18世帯、全員が「大水さん」 呼び掛けると全員「はーい」 新上五島・大水地区

 「大水さーん!」。そう呼び掛けると、全員が「はーい」と返事をする。長崎県新上五島町曽根郷大水地区に暮らす18世帯33人は、全員が大水姓。住民はお互いに下の名前で呼び合う。

地区長(後列左から3人目)をはじめ住民の大水さんたち=新上五島町

 地区のシンボルである大水教会と住宅以外、建物は何もない。決して便利とは言えない。でも、現代人が忘れかけている「何か」がここにはある。
 大水地区は島の北部に位置し、周辺一帯は「北魚目の文化的景観」に選定されている。県道から林道に入り、さらに狭い急坂を2キロほど上った山あい。標高は180メートル前後。わずかな平地に大水教会が立つ。教会を中心に段々畑が広がり、山に張り付くように家々が点在。遠くに濃紺の海が見渡せる。
 急峻(きゅうしゅん)な山あいで住民たちが「生」を営み続けてきたのは、潜伏キリシタンの祖先が命懸けで切り開いた大切な場所であるからにほかならない。ここは敬虔(けいけん)なクリスチャンの集落なのだ。

 
 ■18世帯33人 信仰守り継ぐ

 18世帯33人の大水さんが暮らす新上五島町曽根郷の大水地区。
 仲知カトリック教会(同町)の「仲知小教区史」によると、禁教時代の1830年ごろ、大水安五郎、マシ夫妻が迫害を逃れて外海地区から移住し、開墾したのが大水地区の始まりという。ほどなくして別の数世帯も移り住んだ。
 外界から遮断された地理的状況などが信仰を守るのに適していたとみられる。81年、最初の大水教会が建てられた。現在の聖堂は1985年に建て直されたものだ。

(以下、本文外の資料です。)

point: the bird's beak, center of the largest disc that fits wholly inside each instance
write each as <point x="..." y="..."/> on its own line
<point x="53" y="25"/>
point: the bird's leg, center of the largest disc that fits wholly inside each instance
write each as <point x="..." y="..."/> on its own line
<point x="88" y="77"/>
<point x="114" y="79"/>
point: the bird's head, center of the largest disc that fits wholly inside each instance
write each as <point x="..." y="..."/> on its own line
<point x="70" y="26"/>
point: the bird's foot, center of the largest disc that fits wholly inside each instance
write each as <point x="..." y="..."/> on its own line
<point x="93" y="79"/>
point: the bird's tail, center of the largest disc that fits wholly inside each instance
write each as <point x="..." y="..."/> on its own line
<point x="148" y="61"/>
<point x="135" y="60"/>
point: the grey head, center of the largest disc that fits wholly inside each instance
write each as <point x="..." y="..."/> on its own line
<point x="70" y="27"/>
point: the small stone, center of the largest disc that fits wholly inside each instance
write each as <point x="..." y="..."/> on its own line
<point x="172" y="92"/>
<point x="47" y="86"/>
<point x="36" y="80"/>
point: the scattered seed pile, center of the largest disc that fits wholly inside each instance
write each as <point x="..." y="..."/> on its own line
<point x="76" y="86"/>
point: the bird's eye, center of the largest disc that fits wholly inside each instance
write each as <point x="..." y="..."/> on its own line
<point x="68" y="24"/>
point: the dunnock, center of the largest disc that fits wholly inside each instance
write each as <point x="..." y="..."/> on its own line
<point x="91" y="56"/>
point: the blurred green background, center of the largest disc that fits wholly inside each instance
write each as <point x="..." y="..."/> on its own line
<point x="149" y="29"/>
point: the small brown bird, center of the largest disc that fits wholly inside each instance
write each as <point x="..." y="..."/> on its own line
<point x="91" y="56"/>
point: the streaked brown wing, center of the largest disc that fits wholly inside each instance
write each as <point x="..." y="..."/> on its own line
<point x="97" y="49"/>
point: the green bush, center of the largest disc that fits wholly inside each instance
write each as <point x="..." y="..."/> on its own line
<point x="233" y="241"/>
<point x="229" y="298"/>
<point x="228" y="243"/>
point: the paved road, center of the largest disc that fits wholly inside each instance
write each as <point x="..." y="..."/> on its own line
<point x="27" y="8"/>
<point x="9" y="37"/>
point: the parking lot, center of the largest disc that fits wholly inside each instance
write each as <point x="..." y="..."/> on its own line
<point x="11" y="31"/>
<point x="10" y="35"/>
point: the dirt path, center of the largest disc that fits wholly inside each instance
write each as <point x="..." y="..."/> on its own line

明美さん(左から3人目)の「先上げ」で「十字架の道行きの祈り」を捧げる住民=新上五島町

 最初の移住者が「大水さん」だったから地区名も大水なのか。町によると、江戸時代に伊能忠敬が作製した地図に「大水」の地名はない。地区長の和司さん(70)は「地区内にかつて滝があり、それで全員、大水姓を名乗ったとも伝え聞いている」と話すが、経緯は判然としない。
 住民同士は仲が良い。毎月第1日曜日、全員が集まって墓地や教会周辺を掃除した後、地区の問題を話し合ったり、とりとめのない話をしたりして交流を深める。「けんかもせず笑ってばかり。さみしくないし、孤立感もないなあ」と地区長。
 最高齢は92歳のチオさん。買い物などは他の住民が手助けする。週2回の移動販売車や、町の乗り合いタクシー事業で最近は少し便利になった。最年少は県立上五島高2年の海星さん(17)。毎日、母の美穂子さん(56)が車で麓の県道まで送迎する。卒業後の進路は未定。美穂子さんは「一度は地区外の社会生活を経験した方がいいのでは」と考えている。
 漁業を営む男性が多く、女性たちは家事と農業にいそしむ。リタイアした男性も農業をする。日当たりはいいが、風は強い。農作物をイノシシに食い荒らされる被害も少なくない。

山あいに立つ大水教会と点在する家々=新上五島町

 ■厳しい環境下 優しく、明るく

 「住むのは大変そうだな…」と感じながらも、取材で集まってくれた住民たちに地区の魅力を尋ねた。すると、口々に「空気がいい」「水がおいしい」「何もないところがいい」と返ってきた。
 いくつか疑問が湧いた。郵便物などの誤配は? 「たまにある。あったら自分たちで届け直す」。教会以外、目印になるものが何一つない。来訪者に目的の家までの道を尋ねられたら? 「『教会から○軒目の家』と説明するが、連れていく方が早い」。地区長は「番地も同じ家が多いんじゃないのかな」と言った。
 多い時は38世帯が暮らしたが、だんだん減ってきた。船舶の機関長を務める恵さん(70)は「地区が存続できるのかが心配。名字が違う人が移住してくれても大歓迎するのだが」と顔を曇らせた。住民の多くが同じ不安を抱えているが、「ここが大好きで離れたくない」と口をそろえる。
 自然は美しければ美しいほど、人間に厳しい。ただ、そんな環境でも、たくましく生きる人々はこんなにも優しく、明るくなれるのだ-。取材しながら記者の胸にそんな思いが湧き上がる。大水さんたちに会いたくて、変わらぬ景色に触れたくて、きっとまた、この場所を訪れるだろう。